When it comes to reporting on Spotify and the company’s strained relationship with songwriters and publishers, it’s beginning to sound like a broken … system. But a possible fix is in.

Just two days before New Year’s Eve, the music publishing company Wixen, which manages the compositions of a wide cross section of artists from Neil Young to Rage Against The Machine, filed a lawsuit against Spotify over its failure to properly license those works before making them available to stream.

The new lawsuit is not the first (or the second or the third) brought against the world’s most popular streaming service over compositions, which are legally discrete from recordings and require a separate license (a “mechanical”). In fact, Wixen’s action is directly related to a $43 million settlement that Spotify struck six months ago over a largely identical suit against it that it hoped would sunset further court battles.

“Unfortunately, the Ferrick settlement,” reads Wixen’s complaint, referring to that agreement last year, “is still grossly insufficient to compensate songwriters and publishers for Spotify’s actions, as well as procedurally unjust.” It seeks a “total statutory award of at least $1.6 billion.” That language closely mirrors that of another legal action, brought against Spotify one month after the Ferrick settlement was announced.

The timing of the suit is inauspicious for Spotify — Wednesday it reportedly filedpapers with the SEC for an initial listing on the New York Stock Exchange some time in the first half of this year.

While the reason for the suit isn’t new, the reason for its as-late-in-the-year-as-you-can-get filing is. If that settlement didn’t quite protect Spotify against lawsuits like Wixen’s (songwriters and publishers can opt out of the Ferrick deal) then a new piece of legislation will — and it’s the reason the company is going after Spotify now.

On Dec. 21, 2017, Republican Rep. Doug Collins of Georgia introduced that new piece of bipartisan legislation, which makes sweeping changes to the labyrinthine licensing system for compositions that has left many songwriters in the lurch and tech companies on the hook. It would also prevent lawsuits like Wixen’s from being filed.

“It’s the Music Modernization Act, and the Jan. 1 deadline it imposes forced our clients’ hands,” Daniel Schacht of Donahue Fitzgerald LLP, the firm handling Wixen’s case, tells NPR of the Dec. 29 filing.

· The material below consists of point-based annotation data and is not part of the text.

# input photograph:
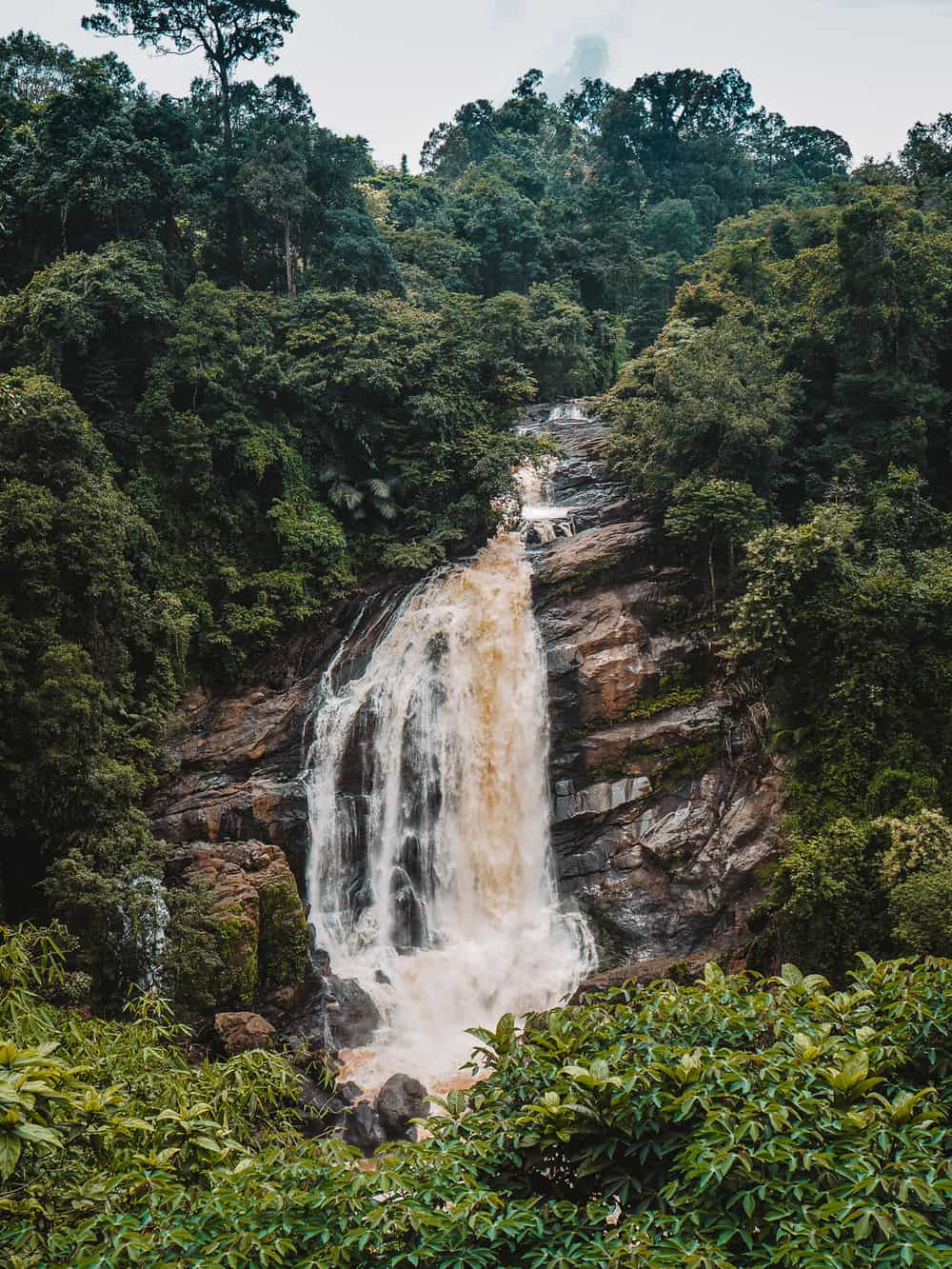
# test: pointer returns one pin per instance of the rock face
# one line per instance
(400, 1100)
(238, 759)
(257, 910)
(664, 815)
(242, 1032)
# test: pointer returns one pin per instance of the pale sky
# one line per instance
(390, 71)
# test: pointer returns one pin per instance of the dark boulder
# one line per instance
(364, 1128)
(242, 1032)
(400, 1100)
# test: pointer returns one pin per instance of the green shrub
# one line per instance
(742, 1122)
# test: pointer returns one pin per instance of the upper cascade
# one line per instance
(429, 872)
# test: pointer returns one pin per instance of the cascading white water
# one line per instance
(429, 871)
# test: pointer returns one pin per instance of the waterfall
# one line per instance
(429, 876)
(145, 919)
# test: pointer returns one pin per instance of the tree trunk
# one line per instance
(234, 252)
(288, 258)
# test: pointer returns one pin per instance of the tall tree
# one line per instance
(228, 31)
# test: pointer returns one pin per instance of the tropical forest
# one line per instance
(475, 660)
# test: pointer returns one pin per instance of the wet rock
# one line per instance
(400, 1100)
(684, 971)
(364, 1128)
(257, 911)
(352, 1013)
(662, 819)
(242, 1032)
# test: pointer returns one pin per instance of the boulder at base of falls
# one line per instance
(402, 1100)
(364, 1128)
(242, 1032)
(257, 913)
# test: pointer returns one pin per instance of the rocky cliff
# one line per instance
(664, 816)
(664, 810)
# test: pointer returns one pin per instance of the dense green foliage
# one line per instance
(743, 1122)
(243, 368)
(796, 411)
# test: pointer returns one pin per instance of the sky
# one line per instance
(390, 69)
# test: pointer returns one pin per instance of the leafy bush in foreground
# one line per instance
(743, 1122)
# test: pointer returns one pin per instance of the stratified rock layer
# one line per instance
(257, 911)
(664, 816)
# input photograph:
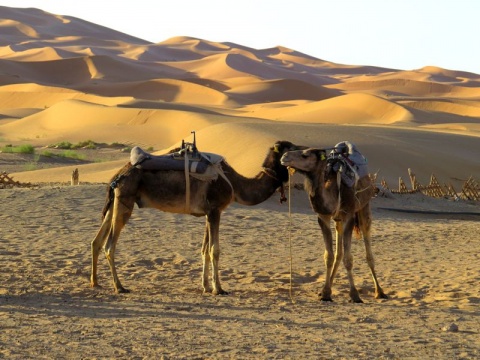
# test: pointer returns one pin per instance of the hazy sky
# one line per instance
(405, 34)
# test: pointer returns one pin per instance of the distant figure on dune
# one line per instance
(339, 188)
(184, 191)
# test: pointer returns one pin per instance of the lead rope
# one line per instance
(187, 184)
(291, 171)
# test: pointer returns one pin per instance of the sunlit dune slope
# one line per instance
(66, 79)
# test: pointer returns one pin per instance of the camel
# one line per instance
(166, 191)
(349, 207)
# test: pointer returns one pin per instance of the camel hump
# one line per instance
(146, 161)
(346, 157)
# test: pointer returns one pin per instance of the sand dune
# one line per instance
(126, 90)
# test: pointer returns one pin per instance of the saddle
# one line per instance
(348, 161)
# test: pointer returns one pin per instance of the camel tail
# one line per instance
(108, 201)
(122, 173)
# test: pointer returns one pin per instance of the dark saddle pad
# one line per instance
(174, 161)
(346, 159)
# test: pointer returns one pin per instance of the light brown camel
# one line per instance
(166, 191)
(349, 207)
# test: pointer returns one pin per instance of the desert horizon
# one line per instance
(64, 80)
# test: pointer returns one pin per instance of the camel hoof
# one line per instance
(325, 298)
(357, 301)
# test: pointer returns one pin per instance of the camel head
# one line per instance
(272, 161)
(305, 161)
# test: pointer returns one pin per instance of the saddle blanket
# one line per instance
(346, 159)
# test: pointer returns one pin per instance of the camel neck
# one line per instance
(253, 191)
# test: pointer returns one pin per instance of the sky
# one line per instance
(405, 34)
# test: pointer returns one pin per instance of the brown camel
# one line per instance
(166, 190)
(349, 207)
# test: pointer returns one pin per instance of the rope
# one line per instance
(187, 184)
(291, 171)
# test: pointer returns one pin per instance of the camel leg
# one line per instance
(98, 243)
(213, 219)
(121, 214)
(348, 260)
(324, 222)
(206, 260)
(365, 222)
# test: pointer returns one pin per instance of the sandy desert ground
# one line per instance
(66, 80)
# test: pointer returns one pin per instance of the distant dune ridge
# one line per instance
(65, 79)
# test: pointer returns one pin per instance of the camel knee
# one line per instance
(329, 259)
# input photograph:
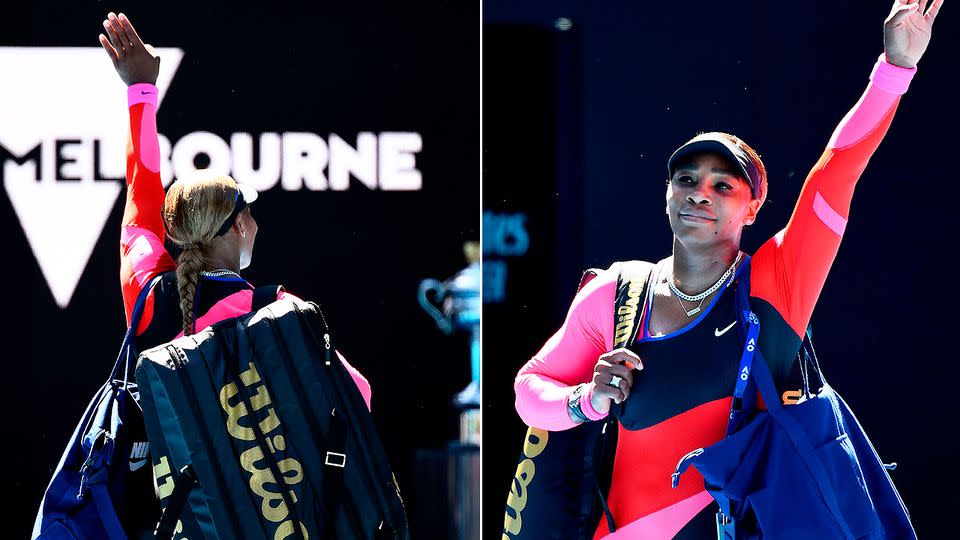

“We’ve been working on this now for a little over 4 1/2 years,” Collins said in an interview with NPR conducted on Dec. 20. “We’re trying to provide a way so that [digital services] can provide the music they want to, have a safe haven where they can match the royalties, where the songwriters can also benefit — that they can get fairly compensated. It’s really is a product of a lot of hard work to reach a consensus. I have to admit, there were times during the journey that I would have — that I’d just throw up my hands and not find the answer.”

The Music Modernization Act establishes, among many other things, what tech companies, songwriters and publishers have needed but failed to create for some time: a central database that identifies which songwriter and/or publisher controls which composition.